\documentclass{article}

\usepackage{amsmath}
\usepackage{fullpage}
\usepackage{url}
\usepackage{xspace}
\newcommand{\R}{\texttt{R}\xspace}


\title{Two-sample $t$-tests}
\author{Patrick Breheny}
\date{October 20, 2016}

<<include=FALSE, purl=FALSE>>=
require(knitr)
opts_chunk$set(prompt = TRUE)
opts_chunk$set(comment = NA)
opts_template$set(fig = list(fig.height=5, fig.width=5, out.width='.5\\linewidth', fig.align='center'))
@

\begin{document}
\maketitle

Today's lab will focus on the two-sample $t$-test: how to carry it out in \R, and comparing the equal-variance and unequal-variance approaches in terms of power and validity (proper coverage and type I error rates).

\section{How well do $t$ intervals do when the data is not normally distributed: Part 2}

First, I just wanted to briefly revisit our simulation from last time looking at the coverage of the $t$-interval for data that does not follow a perfectly normal distribution.  Mainly, I wanted to plot coverage as a function of $n$, and also show how to present nonlinear axes in \R plots.
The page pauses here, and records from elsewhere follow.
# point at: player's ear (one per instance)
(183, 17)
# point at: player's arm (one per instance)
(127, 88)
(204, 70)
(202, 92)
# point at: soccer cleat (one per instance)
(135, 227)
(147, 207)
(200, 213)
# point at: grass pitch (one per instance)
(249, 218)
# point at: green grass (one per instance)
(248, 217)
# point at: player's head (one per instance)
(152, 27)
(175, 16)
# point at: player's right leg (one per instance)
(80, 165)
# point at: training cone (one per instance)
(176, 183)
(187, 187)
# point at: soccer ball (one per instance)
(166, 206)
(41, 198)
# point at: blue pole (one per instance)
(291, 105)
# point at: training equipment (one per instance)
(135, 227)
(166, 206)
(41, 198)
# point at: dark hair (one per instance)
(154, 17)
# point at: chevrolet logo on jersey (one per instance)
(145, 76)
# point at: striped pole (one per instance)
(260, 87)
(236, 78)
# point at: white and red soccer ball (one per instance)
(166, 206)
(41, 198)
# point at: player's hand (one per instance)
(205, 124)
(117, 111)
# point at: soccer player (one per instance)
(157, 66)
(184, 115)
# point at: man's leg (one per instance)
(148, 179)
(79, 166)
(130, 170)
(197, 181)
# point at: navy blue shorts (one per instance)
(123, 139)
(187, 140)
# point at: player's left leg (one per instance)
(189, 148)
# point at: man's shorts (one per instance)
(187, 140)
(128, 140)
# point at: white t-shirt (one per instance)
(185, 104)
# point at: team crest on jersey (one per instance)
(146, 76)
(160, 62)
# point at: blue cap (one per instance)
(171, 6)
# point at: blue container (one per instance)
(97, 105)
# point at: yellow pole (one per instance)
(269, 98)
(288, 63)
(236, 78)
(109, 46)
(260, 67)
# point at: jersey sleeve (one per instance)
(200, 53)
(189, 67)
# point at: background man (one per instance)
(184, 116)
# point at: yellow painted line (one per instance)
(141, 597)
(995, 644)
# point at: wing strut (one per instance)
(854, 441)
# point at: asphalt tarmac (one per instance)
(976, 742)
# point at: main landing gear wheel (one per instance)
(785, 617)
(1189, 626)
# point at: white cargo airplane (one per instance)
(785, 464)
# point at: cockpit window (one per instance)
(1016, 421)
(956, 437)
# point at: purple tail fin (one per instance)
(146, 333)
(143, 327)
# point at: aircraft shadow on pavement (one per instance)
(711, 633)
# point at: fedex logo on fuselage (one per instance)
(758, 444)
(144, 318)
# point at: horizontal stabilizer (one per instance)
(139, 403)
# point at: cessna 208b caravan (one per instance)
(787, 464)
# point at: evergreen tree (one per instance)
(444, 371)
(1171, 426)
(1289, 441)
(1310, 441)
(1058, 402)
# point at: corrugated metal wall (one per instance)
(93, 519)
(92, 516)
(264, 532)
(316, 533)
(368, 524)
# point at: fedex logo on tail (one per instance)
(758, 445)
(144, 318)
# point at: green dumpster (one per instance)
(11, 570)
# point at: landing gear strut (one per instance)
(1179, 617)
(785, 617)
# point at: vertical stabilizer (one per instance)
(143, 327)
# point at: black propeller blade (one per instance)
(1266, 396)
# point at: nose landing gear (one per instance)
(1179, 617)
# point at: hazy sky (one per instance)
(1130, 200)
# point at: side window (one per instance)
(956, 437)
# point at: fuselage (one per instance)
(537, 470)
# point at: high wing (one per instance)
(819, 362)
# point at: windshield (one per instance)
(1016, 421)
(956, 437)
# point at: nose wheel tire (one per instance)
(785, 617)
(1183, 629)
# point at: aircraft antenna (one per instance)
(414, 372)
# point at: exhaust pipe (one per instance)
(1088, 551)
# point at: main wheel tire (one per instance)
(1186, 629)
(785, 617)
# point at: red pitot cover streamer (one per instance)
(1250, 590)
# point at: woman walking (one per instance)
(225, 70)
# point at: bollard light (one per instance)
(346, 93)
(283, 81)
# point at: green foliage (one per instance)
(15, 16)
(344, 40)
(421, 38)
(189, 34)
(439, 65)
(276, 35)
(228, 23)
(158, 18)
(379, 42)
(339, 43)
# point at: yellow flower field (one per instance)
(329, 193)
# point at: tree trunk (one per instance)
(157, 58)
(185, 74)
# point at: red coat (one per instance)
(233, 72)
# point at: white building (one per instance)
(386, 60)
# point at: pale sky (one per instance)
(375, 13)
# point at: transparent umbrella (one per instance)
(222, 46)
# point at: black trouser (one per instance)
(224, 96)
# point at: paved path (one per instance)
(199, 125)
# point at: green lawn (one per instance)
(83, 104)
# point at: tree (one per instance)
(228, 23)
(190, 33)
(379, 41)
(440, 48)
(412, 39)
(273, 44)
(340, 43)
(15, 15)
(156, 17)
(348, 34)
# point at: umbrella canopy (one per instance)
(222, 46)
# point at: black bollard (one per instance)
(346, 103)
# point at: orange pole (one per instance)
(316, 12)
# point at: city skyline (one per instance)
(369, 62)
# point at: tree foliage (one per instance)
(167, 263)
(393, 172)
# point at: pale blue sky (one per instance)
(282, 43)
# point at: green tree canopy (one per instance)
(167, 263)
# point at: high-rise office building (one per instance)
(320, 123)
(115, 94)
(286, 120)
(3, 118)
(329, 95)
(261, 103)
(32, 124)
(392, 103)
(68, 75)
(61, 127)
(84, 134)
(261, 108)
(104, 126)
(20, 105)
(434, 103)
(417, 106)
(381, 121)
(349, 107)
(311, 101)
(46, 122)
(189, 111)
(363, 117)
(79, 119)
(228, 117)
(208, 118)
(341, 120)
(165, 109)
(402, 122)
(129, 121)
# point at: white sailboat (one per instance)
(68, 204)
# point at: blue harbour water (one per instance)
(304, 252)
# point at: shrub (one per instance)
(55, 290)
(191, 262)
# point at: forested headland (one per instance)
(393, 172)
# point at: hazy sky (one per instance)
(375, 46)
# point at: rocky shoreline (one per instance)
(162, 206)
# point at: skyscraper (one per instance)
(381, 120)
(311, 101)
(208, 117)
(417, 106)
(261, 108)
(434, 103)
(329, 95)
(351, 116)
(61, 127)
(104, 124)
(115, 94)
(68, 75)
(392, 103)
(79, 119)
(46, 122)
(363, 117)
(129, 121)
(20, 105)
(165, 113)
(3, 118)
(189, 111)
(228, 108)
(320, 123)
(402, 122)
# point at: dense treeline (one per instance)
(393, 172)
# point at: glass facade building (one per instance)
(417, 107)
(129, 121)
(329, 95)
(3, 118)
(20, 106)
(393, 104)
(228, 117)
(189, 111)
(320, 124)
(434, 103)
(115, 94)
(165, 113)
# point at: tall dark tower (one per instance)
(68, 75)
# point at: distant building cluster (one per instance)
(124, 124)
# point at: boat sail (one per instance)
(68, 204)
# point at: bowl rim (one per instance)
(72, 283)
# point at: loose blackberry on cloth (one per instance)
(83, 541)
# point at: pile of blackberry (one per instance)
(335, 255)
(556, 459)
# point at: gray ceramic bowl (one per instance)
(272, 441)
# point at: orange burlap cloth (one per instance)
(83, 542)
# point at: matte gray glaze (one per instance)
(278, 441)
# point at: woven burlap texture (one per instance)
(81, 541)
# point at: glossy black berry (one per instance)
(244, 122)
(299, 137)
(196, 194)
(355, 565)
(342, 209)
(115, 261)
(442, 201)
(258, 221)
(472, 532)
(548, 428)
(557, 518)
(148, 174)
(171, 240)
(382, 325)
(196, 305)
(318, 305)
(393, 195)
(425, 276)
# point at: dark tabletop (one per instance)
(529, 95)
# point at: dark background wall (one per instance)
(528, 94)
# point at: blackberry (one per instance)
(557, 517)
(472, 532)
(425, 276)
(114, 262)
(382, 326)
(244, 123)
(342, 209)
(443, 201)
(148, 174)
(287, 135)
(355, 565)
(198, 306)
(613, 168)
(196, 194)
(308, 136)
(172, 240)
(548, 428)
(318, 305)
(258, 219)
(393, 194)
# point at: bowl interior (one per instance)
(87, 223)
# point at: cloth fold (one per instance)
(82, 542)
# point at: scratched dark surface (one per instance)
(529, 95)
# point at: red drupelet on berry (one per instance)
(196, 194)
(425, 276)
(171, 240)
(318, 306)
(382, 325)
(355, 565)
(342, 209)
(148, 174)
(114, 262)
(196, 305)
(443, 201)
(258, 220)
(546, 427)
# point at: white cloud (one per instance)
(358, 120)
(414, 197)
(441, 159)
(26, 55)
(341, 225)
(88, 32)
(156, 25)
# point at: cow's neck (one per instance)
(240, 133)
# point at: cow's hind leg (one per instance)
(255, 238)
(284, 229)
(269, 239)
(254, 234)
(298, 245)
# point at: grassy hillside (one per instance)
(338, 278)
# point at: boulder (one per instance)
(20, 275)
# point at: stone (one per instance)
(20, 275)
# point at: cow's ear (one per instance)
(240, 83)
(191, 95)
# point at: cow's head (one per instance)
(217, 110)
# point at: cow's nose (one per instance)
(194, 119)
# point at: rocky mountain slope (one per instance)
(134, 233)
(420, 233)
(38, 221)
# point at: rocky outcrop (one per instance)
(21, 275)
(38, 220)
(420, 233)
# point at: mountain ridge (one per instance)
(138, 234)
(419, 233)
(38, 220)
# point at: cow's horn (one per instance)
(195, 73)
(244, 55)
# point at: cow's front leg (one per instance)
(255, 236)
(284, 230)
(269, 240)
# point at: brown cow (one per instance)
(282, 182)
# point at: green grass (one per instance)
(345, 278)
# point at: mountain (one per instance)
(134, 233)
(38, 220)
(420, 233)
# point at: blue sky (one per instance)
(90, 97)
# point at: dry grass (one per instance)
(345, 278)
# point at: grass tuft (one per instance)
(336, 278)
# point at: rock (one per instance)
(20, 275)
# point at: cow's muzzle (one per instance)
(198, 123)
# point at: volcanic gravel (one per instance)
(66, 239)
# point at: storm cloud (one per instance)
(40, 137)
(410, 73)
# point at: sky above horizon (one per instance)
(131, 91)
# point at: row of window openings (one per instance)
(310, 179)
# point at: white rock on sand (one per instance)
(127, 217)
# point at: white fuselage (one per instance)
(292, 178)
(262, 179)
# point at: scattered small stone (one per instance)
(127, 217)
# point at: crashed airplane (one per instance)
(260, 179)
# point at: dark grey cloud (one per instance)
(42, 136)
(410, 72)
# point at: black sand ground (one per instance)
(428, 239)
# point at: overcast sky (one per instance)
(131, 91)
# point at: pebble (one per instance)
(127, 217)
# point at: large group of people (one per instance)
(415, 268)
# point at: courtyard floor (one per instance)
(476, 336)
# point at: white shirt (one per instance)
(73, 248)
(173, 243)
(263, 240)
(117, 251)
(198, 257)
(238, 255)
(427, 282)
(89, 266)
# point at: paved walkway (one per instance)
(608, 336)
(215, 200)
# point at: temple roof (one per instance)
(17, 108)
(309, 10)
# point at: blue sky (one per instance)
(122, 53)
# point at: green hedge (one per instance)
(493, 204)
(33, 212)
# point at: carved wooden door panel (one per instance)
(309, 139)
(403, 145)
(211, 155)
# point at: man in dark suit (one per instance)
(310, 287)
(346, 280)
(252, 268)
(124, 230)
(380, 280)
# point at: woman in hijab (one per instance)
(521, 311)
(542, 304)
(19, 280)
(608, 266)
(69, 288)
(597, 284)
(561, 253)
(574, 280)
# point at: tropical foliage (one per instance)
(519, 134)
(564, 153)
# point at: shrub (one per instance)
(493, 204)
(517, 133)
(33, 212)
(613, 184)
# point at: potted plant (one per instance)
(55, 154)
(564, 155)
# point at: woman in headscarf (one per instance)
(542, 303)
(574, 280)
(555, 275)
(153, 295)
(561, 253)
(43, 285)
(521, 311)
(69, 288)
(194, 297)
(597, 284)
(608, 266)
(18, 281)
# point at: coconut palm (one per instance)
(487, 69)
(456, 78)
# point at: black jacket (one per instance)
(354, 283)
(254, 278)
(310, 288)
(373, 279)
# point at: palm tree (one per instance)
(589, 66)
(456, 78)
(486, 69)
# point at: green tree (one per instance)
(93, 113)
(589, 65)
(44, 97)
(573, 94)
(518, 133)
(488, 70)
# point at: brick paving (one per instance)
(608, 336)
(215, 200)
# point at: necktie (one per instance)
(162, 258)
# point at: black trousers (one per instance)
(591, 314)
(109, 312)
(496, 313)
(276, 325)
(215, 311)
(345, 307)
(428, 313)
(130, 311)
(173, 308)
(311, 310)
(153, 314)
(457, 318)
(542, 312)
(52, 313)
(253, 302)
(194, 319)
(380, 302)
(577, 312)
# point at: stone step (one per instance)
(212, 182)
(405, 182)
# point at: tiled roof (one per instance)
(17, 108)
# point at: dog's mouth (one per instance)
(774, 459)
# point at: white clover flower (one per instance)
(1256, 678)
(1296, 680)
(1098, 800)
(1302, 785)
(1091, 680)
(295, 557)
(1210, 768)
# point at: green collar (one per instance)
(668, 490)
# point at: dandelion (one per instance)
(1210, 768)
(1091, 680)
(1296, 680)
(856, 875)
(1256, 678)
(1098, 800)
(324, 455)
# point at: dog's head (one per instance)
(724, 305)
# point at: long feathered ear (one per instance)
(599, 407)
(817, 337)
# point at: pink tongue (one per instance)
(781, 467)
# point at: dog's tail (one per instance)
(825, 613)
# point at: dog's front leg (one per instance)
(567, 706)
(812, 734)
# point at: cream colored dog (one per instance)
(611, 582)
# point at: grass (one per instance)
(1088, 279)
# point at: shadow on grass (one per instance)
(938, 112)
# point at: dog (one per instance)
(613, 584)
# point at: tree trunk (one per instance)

Let's carry out the simulation, but loop over several values of $n$:

<<NHANES_sim, results='hide'>>=
lipids <- read.delim("http://myweb.uiowa.edu/pbreheny/data/lipids.txt")
pop <- lipids$TRG
N <- 10000
n <- c(2, 3, 4, 5, 10, 20, 40, 80, 160, 320, 640)
covered <- matrix(NA, N, length(n), dimnames=list(1:N, n))
pb <- txtProgressBar(1, N, style=3)
for (i in 1:N) {
  for (j in 1:length(n)) {
    sam <- sample(pop, n[j], replace=TRUE)
    if (sd(sam)==0) {
      covered[i,j] <- 0
      next
    }
    covered[i,j] <- t.test(sam, mu=mean(pop))$p.value > 0.05
  }
  setTxtProgressBar(pb, i)
}
@

<<NHANES_sim___plot, opts.label="fig">>=
coverage <- apply(covered, 2, mean)
plot(n, coverage, type="l", ylim=c(0.85,1), las=1)
abline(h=0.95, col="red")
@

So as we saw last week, the $t$ intervals are pretty robust to non-normality.  Even with fairly skewed data, coverage is pretty good -- a little erratic for small sample sizes, but never too far below the nominal 95\% coverage.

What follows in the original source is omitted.